ASCO issues new guidelines on treatment of metastatic prostate cancer

New guidelines on the management of metastatic, hormone-sensitive prostate cancer have just been released by the American Society for Clinical Oncology (ASCO), based primarily on data from the CHAARTED, STAMPEDE, and LATITUDE trial data.

The full text of these new guidelines, developed by Morris et al., is available on line in the Journal of Clinical Oncology and also on the ASCO web site.

The fundamental recommendations of this new set of guidelines are as follows:

  • Standard forms of androgen deprivation therapy (ADT) + either docetaxel or abiraterone acetate (Zytiga) offer a survival benefit as compared with ADT alone for men with newly diagnosed, hormone-sensitive, metastatic prostate cancer .
  • The best evidence of benefit from ADT + docetaxel is in men with newly diagnosed, high-volume, metastatic disease (based on the CHAARTED criteria).
  • Comparable survival benefits are seen based on treatment with ADT + abiraterone acetate in
    • High-risk patients (based on the LATITUDE criteria)
    • The metastatic patients in the STAMPEDE trial.
  • Fitness for chemotherapy, patient comorbidities, toxicity profiles, quality of life, drug availability, and cost should be considered in any decision wbout which of these two types of treatment is appropriate for a specific patient.

The “New” Prostate Cancer InfoLink would bring three additional and important factors to the attention of patients who are considering the initiation of treatment for so-called “de novo” metastatic, hormone-sensitive prostate cancer:

  • ADT + abiraterone acetate requires concurrent, long-term treatment with a corticosteroid such as prednisone or prednisolone. Conticosteroid therapy comes with its own set of potential complications and side effects that should be discussed with one’s doctor prior to making any decision about “the best” way to have your specific condition treated.
  • There has been no direct comparison of ADT + docetaxel chemotherapy to ADT + abiraterone acetate. Consequently, we have no idea whether one of these forms of therapy may be “better” or less risky than the other.
  • It may well be that some patients will gain greater benefit from “first-line” ADT + docetaxel whereas other men may gain greater benefit from “first-line” ADT + abiraterone acetate, but it will likely take a while to see if that is the case.

2 Responses

  1. Since the corticosteroid/steroid prednisone is mentioned when prescribed abiraterone acetate/Zytiga (and is to be taken as one 5 mg tablet twice daily), thought it reasonable to report that a different corticosteroid, dexamethasone, has also been found to be just as effective and only requires one 0.5 mg tablet taken daily to accompany Zytiga.
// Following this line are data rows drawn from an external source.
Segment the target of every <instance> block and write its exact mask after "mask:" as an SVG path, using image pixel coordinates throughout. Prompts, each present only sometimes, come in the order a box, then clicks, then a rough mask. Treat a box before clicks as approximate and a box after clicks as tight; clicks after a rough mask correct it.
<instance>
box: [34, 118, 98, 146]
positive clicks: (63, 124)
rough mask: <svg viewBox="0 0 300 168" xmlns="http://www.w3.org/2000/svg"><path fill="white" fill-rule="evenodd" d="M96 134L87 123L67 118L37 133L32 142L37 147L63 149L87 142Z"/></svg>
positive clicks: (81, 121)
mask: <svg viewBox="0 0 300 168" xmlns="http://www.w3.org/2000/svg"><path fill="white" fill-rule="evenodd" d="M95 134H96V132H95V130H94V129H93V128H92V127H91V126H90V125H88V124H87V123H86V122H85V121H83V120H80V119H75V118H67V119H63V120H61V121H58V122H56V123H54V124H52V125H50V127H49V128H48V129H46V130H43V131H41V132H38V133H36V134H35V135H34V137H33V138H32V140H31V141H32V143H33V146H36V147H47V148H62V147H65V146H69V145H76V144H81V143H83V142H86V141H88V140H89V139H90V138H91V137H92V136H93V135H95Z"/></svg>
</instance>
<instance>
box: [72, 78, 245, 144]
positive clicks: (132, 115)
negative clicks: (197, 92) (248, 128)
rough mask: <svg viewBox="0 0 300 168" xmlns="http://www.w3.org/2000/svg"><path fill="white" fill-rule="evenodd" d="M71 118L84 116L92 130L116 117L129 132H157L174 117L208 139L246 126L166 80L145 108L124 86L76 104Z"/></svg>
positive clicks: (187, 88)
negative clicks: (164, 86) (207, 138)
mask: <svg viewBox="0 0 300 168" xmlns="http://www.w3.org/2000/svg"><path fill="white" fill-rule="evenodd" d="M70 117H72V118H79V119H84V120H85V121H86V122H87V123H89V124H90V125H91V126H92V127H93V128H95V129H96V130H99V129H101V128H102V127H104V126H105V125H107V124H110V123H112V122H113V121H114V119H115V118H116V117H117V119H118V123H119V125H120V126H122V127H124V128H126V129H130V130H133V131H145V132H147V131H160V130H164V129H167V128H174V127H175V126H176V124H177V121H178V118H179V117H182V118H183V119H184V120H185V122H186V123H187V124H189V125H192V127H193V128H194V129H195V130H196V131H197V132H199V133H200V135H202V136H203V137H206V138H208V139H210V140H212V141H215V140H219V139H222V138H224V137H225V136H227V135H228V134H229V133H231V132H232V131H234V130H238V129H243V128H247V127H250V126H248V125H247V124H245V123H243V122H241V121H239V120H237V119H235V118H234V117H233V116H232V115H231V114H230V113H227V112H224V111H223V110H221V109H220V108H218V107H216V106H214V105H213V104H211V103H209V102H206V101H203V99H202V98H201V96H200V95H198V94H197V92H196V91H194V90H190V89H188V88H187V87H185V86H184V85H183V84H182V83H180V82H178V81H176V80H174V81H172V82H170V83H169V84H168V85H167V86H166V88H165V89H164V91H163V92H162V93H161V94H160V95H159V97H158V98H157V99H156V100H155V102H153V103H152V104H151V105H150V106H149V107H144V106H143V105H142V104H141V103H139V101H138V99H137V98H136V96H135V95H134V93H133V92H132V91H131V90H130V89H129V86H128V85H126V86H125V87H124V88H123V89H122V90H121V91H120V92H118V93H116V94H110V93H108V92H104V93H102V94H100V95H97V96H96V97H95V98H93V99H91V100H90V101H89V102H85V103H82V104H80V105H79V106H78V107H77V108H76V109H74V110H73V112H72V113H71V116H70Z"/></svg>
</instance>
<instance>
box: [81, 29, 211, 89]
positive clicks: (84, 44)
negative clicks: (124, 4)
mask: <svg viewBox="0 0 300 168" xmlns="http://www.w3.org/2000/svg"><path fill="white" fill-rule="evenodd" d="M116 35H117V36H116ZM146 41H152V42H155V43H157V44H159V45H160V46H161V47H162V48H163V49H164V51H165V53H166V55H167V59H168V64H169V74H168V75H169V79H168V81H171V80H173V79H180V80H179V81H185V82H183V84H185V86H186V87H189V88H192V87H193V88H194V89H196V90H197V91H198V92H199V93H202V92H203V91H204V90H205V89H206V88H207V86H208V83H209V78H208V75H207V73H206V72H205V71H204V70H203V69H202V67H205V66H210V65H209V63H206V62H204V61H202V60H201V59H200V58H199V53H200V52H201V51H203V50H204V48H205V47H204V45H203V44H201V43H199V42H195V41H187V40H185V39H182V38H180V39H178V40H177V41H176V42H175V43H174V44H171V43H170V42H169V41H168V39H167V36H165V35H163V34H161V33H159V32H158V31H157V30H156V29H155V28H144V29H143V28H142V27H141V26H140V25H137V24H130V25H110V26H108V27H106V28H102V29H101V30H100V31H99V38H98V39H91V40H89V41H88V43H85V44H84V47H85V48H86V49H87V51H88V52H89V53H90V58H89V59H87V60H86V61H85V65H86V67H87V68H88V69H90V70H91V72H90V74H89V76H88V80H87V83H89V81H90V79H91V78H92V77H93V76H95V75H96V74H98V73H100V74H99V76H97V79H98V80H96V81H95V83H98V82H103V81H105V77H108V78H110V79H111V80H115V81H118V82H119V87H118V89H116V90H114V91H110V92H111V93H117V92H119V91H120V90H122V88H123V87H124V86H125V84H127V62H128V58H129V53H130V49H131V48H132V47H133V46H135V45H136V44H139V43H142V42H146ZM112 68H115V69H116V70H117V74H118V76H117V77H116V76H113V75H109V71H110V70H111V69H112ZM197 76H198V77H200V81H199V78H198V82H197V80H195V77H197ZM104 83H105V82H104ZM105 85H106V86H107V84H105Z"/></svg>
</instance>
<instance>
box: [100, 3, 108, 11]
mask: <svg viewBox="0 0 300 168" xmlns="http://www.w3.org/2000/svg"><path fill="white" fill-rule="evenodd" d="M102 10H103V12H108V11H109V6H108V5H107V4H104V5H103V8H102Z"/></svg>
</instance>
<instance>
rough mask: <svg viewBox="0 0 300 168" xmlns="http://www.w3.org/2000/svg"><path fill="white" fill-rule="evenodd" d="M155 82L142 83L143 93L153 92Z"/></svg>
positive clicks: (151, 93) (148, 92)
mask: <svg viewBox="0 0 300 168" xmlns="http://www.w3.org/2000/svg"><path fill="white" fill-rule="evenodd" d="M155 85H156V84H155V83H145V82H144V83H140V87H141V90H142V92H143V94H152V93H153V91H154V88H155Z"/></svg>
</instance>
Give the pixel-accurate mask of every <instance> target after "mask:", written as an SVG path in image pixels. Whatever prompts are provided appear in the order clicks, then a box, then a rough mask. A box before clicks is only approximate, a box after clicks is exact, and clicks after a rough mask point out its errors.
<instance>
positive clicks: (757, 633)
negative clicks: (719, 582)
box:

    This first reference mentions prednisolone accompanying Zytiga though the effects of prednisolone and prednisone are generally the same.

    This next reference specifically mentions the similarity of effect between prednisone and dexamethasone accompanying abiraterone acetate but includes that distinction of only one 0.5 mg of dexamethasone as opposed to requiring two 5 mg doses of prednisone.

    Thus only requiring a single 0.5 mg dose of dexamethasone once daily may be the medication preferred to accompany Zytiga as a cost saver since it is found to be just as effective as prednisone or prednisolone. In any event, worthy of discussion with one’s treating physician.

  2. Chuck:

    The reason that the dose of dexamethasone that can be used is so much lower than the dose of prednisone is that it is a much more powerful form of corticosteroid than prednisone and can have much worse side effects. I think the way to think about this is that one could use either prednisone/prednisolone or dexamethasone at the lowest appropriate dose levels, but any form of long-term corticosteroid therapy is potentially problematic.

    From a cost perspective, both prednisone/prednisolone and dexamethasone are widely available generic drugs. Their cost is minimal.